Maserati is quick to point out that other premium brands don’t offer that amount of grunt in their rear-drive cars, and that level of playfulness is a real USP, according to the company.
The point is, the corporation recognises that its customers are older, wiser, and wealthier individuals who are upgrading from German products.
As a result, the Trofeo line, in particular, is a true niche inside a niche. Maserati buyers, in my mind, are a
However, as previously stated, the M256 3.0-litre turbo-petrol with a 48-volt “mild hybrid” electrical system is driving all four wheels.
With the S580L flagship, the genuine V8 W223 will most likely debut later this year or in early 2022. Let the games begin.
That isn’t to suggest that S450 isn’t sufficient. The blasted straight six is smooth and quick off the line, and the auto effortlessly shifts through all nine speeds with that electrical aid.
It doesn’t feel 5.1s to 100 clicks rapid because it’s so quiet and smooth, but the speedo proves otherwise: acceleration is forceful and forceful straight up to the legal speed limit.
There is no ANCAP rating for the Ghibli as it has not been tested here.
The Trofeo Ghibli comes with six airbags, Blind Spot Detection, Forward Collision Warning Plus, Pedestrian Detection, Adaptive Cruise Control, Lane Keep Assist, Active Driver Assist and Traffic sign Recognition.
Because the W223 S-Class has not yet been crash-tested by ANCAP or EuroNCAP, it does not have a star rating.
Mercedes-Benz, on the other hand, claims to have worked hard to develop one of the world’s safest vehicles.

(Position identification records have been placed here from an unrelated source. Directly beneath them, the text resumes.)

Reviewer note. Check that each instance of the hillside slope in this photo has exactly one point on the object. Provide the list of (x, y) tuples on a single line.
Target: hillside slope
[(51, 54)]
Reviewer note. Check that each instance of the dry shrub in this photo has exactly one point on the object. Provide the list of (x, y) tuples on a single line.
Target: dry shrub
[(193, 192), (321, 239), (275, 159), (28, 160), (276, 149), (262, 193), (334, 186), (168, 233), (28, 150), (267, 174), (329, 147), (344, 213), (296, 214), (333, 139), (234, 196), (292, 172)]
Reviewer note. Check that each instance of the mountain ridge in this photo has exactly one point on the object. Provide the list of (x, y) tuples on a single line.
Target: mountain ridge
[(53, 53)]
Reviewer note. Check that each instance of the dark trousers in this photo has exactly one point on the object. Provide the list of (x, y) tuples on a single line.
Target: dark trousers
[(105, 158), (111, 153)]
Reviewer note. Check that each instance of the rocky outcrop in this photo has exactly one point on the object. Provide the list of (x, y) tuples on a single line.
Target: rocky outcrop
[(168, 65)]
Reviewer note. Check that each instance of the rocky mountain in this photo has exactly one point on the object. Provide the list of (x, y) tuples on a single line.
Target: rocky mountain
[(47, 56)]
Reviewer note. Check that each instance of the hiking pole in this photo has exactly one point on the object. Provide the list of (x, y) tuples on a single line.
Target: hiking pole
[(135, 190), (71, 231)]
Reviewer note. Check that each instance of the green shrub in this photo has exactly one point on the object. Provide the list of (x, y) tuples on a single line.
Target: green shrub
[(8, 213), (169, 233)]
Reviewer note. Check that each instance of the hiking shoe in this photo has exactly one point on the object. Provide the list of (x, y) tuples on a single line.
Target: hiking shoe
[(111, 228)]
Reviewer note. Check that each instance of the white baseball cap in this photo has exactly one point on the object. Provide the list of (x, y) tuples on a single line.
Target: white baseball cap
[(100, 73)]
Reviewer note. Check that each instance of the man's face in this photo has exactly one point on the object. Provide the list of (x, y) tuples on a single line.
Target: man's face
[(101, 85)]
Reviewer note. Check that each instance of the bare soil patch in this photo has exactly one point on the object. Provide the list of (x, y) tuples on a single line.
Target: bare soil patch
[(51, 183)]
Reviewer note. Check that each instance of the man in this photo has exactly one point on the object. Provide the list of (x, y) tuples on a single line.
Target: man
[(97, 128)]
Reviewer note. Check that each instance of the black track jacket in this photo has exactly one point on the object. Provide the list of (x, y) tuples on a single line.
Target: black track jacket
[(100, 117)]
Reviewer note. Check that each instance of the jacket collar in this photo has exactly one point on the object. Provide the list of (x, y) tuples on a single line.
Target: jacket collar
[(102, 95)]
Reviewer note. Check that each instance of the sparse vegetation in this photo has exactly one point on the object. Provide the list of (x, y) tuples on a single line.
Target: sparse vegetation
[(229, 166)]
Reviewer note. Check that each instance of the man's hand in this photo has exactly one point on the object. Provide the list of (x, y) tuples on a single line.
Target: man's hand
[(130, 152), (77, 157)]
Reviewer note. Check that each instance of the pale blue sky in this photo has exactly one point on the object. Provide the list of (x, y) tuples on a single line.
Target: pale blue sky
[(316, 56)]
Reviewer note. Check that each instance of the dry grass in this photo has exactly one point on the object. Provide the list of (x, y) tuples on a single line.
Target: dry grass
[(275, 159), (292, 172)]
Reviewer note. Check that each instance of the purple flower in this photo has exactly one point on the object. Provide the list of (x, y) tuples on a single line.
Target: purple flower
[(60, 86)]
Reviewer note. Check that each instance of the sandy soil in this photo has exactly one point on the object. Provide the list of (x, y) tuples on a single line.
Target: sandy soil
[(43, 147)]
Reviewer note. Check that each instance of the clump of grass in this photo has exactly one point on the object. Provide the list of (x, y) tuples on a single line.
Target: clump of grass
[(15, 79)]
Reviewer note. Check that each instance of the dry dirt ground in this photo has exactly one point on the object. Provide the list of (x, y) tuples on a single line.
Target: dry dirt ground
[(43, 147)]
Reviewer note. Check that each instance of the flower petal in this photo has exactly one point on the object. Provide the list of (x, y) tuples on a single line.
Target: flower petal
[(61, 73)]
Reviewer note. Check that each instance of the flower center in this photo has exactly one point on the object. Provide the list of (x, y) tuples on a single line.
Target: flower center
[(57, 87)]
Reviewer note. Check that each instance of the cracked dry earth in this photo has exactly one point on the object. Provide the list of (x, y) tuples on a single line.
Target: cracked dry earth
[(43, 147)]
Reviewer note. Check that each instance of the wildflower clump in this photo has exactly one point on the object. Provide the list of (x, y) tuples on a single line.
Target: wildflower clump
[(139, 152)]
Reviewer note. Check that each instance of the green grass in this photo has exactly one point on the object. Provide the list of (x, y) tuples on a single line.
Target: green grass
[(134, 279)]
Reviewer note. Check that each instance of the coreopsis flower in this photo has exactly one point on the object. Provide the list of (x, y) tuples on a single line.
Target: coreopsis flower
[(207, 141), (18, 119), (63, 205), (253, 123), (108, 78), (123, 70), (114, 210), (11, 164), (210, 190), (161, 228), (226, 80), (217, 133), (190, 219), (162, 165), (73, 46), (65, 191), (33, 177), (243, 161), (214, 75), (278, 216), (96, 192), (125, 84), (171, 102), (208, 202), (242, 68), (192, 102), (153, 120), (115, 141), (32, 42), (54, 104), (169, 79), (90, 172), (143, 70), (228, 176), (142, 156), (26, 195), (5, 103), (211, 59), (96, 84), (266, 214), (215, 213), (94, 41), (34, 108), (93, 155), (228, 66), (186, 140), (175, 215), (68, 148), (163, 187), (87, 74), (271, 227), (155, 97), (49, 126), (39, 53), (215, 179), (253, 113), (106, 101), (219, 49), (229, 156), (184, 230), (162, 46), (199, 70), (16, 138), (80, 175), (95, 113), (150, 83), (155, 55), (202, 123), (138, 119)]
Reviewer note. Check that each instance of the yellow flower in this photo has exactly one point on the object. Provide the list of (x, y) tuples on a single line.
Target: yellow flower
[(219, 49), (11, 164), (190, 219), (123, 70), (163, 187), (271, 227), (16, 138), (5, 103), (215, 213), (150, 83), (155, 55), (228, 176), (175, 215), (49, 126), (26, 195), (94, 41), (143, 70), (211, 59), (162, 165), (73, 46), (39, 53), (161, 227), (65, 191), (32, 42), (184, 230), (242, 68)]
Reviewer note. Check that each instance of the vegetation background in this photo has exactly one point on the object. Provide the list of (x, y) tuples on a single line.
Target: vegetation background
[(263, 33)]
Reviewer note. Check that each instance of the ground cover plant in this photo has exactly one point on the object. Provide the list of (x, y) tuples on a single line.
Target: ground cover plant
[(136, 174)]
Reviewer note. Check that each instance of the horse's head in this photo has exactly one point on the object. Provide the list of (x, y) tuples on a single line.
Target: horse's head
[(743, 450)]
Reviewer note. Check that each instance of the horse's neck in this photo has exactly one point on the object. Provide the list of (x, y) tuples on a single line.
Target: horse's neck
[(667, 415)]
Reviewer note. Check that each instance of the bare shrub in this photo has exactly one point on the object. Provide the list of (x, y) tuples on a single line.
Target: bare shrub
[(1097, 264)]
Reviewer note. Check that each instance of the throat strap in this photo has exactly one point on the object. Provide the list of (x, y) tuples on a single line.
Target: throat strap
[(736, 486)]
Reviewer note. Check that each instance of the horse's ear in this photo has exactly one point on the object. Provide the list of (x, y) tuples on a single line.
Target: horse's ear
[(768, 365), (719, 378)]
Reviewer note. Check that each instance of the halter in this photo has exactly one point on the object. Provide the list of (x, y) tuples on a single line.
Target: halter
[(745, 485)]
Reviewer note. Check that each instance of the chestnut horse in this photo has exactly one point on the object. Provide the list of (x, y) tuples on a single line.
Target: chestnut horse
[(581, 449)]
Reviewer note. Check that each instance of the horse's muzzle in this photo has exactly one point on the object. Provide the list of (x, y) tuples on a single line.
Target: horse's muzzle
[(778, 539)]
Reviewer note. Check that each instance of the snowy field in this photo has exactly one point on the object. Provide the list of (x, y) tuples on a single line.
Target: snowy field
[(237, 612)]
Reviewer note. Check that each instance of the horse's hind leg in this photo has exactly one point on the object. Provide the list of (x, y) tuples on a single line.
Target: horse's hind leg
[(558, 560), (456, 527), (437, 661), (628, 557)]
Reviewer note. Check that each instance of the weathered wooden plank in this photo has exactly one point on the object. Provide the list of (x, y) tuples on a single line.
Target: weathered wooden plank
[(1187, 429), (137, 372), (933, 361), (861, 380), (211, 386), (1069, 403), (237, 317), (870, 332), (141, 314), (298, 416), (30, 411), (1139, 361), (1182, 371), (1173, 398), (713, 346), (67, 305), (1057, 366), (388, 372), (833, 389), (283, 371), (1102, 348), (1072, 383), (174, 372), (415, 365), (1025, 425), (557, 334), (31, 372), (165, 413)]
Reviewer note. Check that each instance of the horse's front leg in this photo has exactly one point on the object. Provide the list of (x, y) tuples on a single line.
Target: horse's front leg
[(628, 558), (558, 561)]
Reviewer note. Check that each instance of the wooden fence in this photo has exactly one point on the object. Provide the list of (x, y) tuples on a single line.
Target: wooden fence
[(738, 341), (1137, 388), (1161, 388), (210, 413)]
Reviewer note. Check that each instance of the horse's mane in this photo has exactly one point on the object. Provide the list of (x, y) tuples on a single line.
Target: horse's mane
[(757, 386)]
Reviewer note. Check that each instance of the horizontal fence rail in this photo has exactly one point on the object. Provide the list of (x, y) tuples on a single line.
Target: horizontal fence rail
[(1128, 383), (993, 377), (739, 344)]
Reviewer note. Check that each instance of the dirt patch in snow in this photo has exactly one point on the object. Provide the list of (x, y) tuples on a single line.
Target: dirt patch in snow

What right do we have to argue?
The S-Class comes standard with almost every possible safety feature, including world-first rear-seat airbags positioned behind the front seats in the LWB model, bringing the total number of airbags to ten.
There’s also route-based Speed Adaptation (which adheres to posted speed limits), Evasive Steering Assist (a complex kind of crash mitigation), adaptive cruise control with active stop/go, and Active Lane Change Assist, which moves the car into the correct lane automatically.